Spoilers will appear here and are welcome.

Sunday, March 27, 2016

No Way Home Curated By Lucas Bale - Seven Stories Of People Who Are Stranded Away From Where They Want To Be

No Way Home: Stories From Which There Is No Escape Curated By Lucas Bale With A Foreword by Jennifer Foehner Welles

I am not sure how I stumbled on this book, all I can say is that it sat on my Kindle for quite a while before I was finally Able to get to reading it.

No Way Home is a collection of short stories that are well founded in hard science fiction all involving characters that find themselves in situations that leave them stranded far from their homes for one reason or another. The collection contains seven stories that are quite diverse in their settings. Here is a rundown of what the reader will encounter in this collection…
  • To Sing of Chaos and Eternal Night by Lucas Bale: A nameless soldier has had his consciousness uploaded into a heavily armored and well armed machine fights in an endless war. He dies over and over again with no hope of ending a conflict that if lost would see the end of human civilization.
  • XE, or People Are Crazy by S. Elliot Brandis: A volunteer astronaut is sent to a distant planet to explore and determine that it is suitable for human habitation and colonization. All he has to do is send a signal that is either ‘yes’ or ‘no’ back to Earth and then he will be free to live out the rest of his life in peace and quiet. However, there is nothing peaceful or quiet when he discovers that he is not alone.
  • Grist by J.S. Collyer: After a series of war, a once green and living place becomes a place that the protagonist is eager to escape from.
  • Revolver by Michael Patrick Hicks: A young woman who has nothing left to live for goes on a bizarre crowdfunding show to raise money for her family. The audience is out for blood in this dystopian story and the young woman delivers, in spades.
  • The Happy Place by Harry Manners: A man and his family are relocated to Mars from his home in Nebraska. When the commander of his small colony goes off his rocker, their existence is threatened. In order to keep himself from going insane, he has to make regular visits to The Happy Place where he is grounded in reality.
  • Renata by Nadine Matheson: In the year 2049, an assassin is given an assignment to kill someone who has been dead some twenty years. Thanks to a rediscovered time travel project, he is able to travel back to 2014, but if he fails, he will be stranded creating a paradox that might result in his death.
  • Cold Witness by A.S. SInclair: A radio engineer working at an abandoned military base finds that as he explores more and more of the facility, be begins suffering from time shifts, and hallucinations to the point that he cannot tell reality from his dreams. What is his actual reality?

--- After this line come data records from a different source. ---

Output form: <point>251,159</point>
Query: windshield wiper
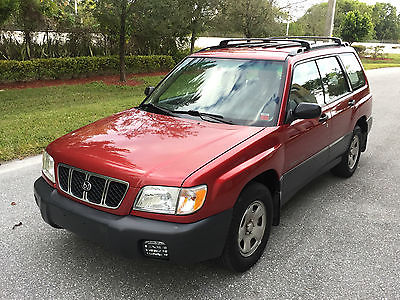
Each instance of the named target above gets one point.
<point>157,108</point>
<point>201,115</point>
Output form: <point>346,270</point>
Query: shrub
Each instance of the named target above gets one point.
<point>72,67</point>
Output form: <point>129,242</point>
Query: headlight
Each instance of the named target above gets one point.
<point>171,200</point>
<point>48,166</point>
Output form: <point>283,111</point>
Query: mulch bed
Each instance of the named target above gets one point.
<point>107,79</point>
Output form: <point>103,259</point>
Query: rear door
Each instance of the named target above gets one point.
<point>339,102</point>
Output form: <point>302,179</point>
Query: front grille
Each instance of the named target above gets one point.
<point>91,187</point>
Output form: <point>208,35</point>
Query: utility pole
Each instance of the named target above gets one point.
<point>330,17</point>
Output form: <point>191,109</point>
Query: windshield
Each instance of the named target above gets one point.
<point>244,92</point>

As I read this collection, I found that I was really enjoying the stories because of their complexity in such a short time to flesh out a complete story. The above listed authors are very skillful at cramming so much into so few words that if one blinks, one might miss some important thread of the story. When I was forced to put a story aside, I found that I had to re-read a great deal because of the detail contained within. These stories are not a casual read and will require the full attention of the reader.

I think my favorite of the stories was Revolver because of its utter absurdity to what things should be like but actually are like. The young woman is someone who has made many mistakes in her life and is expected to simply kill herself on live television. While this is happening, people are pledging money to egg her on and there are some very horrible people sending comments over the internet that include some very nasty name calling. The absurd thing is that the reader might be horrified at what is contained in this story, but on the other hand, being involved in social media myself, I can completely see the story being far closer to reality today than the fiction that is intended by the author. It is disturbing in that Hicks, seems to be holding up a mirror to our society and it has a filter that shows the ugliest parts of modern social interaction full of bigotry, hatred, and indifference.

While that one may be my favorite of the collection, the rest are equally compelling. I would recommend that this book is worth a look for serious Sci-Fi readers that are looking for a real roller coaster of a read.